Real World Benchmarks for Deep Probabilistic AI
Bayesian deep learning (BDL) is an emerging sub-field of Deep Probabilistic AI which stands at the core of probabilistic programming languages such as Edward. BDL offers a pragmatic approach to combining Bayesian probability theory together with deep learning models in practical and scalable ways, giving tools to quantify what deep models “know”. Even though the number of applications making use of BDL might be increasing quickly, the development of the field itself is impeded by the lack of realistic benchmarks to guide research. Evaluating new inference techniques on real applications requires expert domain knowledge, and instead currently researchers developing new inference tools for BDL often use MNIST-like toy benchmarks, ignoring cost of development or scalability aspects. To make significant progress in the deployment of BDL and new deep AI inference tools, new tools must scale to real world settings, and for that researchers must be able to evaluate their inference and iterate quickly with real world benchmark tasks.

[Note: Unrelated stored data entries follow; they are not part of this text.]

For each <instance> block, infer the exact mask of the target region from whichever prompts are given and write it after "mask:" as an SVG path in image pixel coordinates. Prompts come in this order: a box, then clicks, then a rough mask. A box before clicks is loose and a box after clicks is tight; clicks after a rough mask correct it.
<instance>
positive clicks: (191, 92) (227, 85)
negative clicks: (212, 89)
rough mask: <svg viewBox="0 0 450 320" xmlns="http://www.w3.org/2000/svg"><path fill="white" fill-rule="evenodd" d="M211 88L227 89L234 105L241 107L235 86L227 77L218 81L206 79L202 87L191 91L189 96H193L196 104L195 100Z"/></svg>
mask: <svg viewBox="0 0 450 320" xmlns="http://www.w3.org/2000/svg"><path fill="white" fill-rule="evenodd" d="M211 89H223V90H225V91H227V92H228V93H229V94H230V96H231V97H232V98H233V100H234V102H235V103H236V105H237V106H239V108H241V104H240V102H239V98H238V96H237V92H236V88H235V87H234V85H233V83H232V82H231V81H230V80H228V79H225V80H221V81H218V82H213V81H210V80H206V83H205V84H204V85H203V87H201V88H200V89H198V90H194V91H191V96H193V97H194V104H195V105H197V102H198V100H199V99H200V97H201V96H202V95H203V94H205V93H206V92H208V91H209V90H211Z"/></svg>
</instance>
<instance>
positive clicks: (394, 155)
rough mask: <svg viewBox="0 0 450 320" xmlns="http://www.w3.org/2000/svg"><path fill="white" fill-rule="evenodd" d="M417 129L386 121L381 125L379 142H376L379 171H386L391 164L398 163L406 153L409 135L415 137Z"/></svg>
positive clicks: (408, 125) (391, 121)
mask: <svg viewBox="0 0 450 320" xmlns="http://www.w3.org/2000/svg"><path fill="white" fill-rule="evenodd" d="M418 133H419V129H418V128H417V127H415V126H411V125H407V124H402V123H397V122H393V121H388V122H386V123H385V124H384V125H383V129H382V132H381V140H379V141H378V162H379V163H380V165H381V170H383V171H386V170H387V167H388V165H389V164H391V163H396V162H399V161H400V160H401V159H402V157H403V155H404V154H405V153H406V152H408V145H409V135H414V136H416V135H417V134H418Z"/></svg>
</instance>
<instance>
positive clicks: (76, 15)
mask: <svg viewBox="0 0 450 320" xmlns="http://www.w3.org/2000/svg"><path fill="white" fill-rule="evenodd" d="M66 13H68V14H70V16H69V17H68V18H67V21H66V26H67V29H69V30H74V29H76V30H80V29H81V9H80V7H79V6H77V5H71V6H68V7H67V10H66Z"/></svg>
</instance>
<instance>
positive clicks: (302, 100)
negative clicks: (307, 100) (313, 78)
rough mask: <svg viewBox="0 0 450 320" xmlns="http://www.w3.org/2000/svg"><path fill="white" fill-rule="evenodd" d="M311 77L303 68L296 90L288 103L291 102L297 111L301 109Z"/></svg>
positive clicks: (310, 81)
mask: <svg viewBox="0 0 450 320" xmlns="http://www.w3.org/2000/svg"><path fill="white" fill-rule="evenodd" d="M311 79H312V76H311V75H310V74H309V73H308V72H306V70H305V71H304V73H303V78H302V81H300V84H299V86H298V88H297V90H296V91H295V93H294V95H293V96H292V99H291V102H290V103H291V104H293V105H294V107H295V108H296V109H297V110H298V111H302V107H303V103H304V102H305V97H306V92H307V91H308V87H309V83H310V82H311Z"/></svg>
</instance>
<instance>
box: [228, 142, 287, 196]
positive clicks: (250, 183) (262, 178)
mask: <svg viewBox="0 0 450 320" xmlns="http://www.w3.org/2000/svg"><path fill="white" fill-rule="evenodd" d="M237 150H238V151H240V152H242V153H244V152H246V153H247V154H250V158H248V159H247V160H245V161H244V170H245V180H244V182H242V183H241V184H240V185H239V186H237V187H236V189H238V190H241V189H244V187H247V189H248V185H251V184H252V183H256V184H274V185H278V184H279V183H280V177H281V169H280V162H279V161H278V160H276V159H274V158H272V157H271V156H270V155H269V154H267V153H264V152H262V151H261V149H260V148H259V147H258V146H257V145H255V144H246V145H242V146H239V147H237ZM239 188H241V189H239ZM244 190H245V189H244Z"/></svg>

This project aims to develop a set of real-world probabilistic-programming-language-agnostic evaluations and data to benchmark probabilistic AI inference techniques, and BDL in particular. It will do this by refining applications which already make use of BDL, and develop additional benchmarks together with Intel Labs, making use of Intel Xeon servers. Additionally, the project will include the designing of a public competition with the developed benchmarks to be hosted at the Bayesian Deep Learning workshop at NIPS (Neural Information Processing Systems) Conference.
The benchmarks will make testing new inference techniques radically easier, leading to rapid development of new tools. With the community competing on the benchmarks, this should lead to significant advancements in reliability of existing and new deep probabilistic AI tools in real world applications.